Only the first claim of error is preserved for review. The second ground was not raised at trial and therefore, review is precluded by Rule 70.03. Seidel, 904 S.W.2d at 364. Where the alleged error relating to an instruction differs from the objection made at trial, the error may not be reviewed on appeal. Id. The third ground was not addressed in the argument section of defendant's brief and thus, is not preserved for review. Unlimited Equip. Lines v. Graphic Arts Centre Inc., 889 S.W.2d 926, 942 (Mo.App.1994).
Defendant claims that Instruction No. 6 improperly failed to submit whether there was sufficient consideration or any consideration to support the alleged agreement. Instruction No. 6 was based on M.A.I 26.01, "Verdict Directing-Breach of Unilateral Contract." It properly submitted that the jury must find performance with intent to accept the offer as an element for breach of a unilateral contract. A separate finding of consideration was not necessary. Point two is denied.

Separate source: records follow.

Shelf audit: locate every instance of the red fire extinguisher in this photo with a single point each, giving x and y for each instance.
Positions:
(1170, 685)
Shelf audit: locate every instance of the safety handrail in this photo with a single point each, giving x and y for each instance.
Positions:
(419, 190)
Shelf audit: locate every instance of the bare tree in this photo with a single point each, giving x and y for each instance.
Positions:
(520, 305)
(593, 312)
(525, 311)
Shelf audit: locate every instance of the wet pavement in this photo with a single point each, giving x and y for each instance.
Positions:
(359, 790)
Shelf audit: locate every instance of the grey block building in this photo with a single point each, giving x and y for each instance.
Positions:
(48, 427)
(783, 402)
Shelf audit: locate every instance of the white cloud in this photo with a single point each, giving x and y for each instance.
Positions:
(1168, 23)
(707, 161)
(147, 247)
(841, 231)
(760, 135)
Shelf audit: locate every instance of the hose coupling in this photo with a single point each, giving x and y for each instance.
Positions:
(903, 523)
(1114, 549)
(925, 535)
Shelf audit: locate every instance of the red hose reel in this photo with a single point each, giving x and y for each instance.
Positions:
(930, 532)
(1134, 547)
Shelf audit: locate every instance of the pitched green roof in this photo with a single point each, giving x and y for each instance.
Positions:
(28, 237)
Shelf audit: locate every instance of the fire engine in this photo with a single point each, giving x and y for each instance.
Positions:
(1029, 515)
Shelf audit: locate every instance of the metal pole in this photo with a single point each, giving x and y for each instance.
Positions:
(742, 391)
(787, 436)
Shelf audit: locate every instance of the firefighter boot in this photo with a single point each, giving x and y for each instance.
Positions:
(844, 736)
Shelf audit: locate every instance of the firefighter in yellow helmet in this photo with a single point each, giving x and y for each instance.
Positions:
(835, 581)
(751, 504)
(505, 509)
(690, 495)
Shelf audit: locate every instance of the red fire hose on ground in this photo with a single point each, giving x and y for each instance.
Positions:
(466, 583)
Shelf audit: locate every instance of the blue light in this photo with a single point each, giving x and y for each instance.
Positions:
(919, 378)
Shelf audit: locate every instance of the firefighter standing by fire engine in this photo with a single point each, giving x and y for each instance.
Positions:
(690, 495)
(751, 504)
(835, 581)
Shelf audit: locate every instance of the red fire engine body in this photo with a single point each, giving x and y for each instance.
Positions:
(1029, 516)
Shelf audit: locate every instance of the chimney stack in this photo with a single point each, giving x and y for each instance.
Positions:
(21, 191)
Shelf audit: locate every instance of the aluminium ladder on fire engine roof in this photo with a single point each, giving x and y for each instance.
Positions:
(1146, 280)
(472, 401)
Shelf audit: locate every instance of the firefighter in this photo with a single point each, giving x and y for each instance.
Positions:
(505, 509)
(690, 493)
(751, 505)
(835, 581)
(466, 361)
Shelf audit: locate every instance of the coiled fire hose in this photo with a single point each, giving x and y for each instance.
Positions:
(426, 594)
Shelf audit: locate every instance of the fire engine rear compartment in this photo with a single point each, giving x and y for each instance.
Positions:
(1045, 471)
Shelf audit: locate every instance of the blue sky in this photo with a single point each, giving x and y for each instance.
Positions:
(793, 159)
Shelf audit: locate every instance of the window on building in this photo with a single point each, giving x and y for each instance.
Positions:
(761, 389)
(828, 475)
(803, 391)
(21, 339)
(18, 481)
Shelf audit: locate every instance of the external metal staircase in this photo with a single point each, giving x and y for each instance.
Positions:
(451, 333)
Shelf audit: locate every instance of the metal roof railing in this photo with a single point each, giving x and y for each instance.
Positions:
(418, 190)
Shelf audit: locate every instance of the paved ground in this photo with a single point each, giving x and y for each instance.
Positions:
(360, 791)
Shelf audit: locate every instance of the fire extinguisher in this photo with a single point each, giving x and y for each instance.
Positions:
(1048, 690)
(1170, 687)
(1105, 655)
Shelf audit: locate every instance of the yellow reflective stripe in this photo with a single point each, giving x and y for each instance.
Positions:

In its third point defendant contends that the trial court erred in instructing defendant's counsel not to argue lack of consideration in its closing argument. Defendant's point does not state wherein or why this is error. Rule 84.04 requires that the points relied on state "wherein and why" the action of the court is claimed to be erroneous. Jefferson v. Bick, 872 S.W.2d 115,118 (Mo.App. 1994). Failure to state wherein and why the court's action was erroneous leaves defendant's point unpreserved for review. Id.
Further there is no plain error. Defendant contends that it was entitled to argue that plaintiff did not give consideration to support a unilateral contract before the second sales meeting. In this case the jury was instructed to find that "[p]laintiff performed the acts called for in such offer with intent to accept such offer[.]" The court advised defendant's counsel:
You can argue that she didn't do what was asked for and therefore she isn't entitled to recover. Certainly you can do that under the facts that have been presented. I'd just as soon you didn't use the word consideration. You can argue this without getting into consideration here because if the jury believes each and every one of the elements in the plaintiffs verdict director, the law presumes consideration, if those elements are present.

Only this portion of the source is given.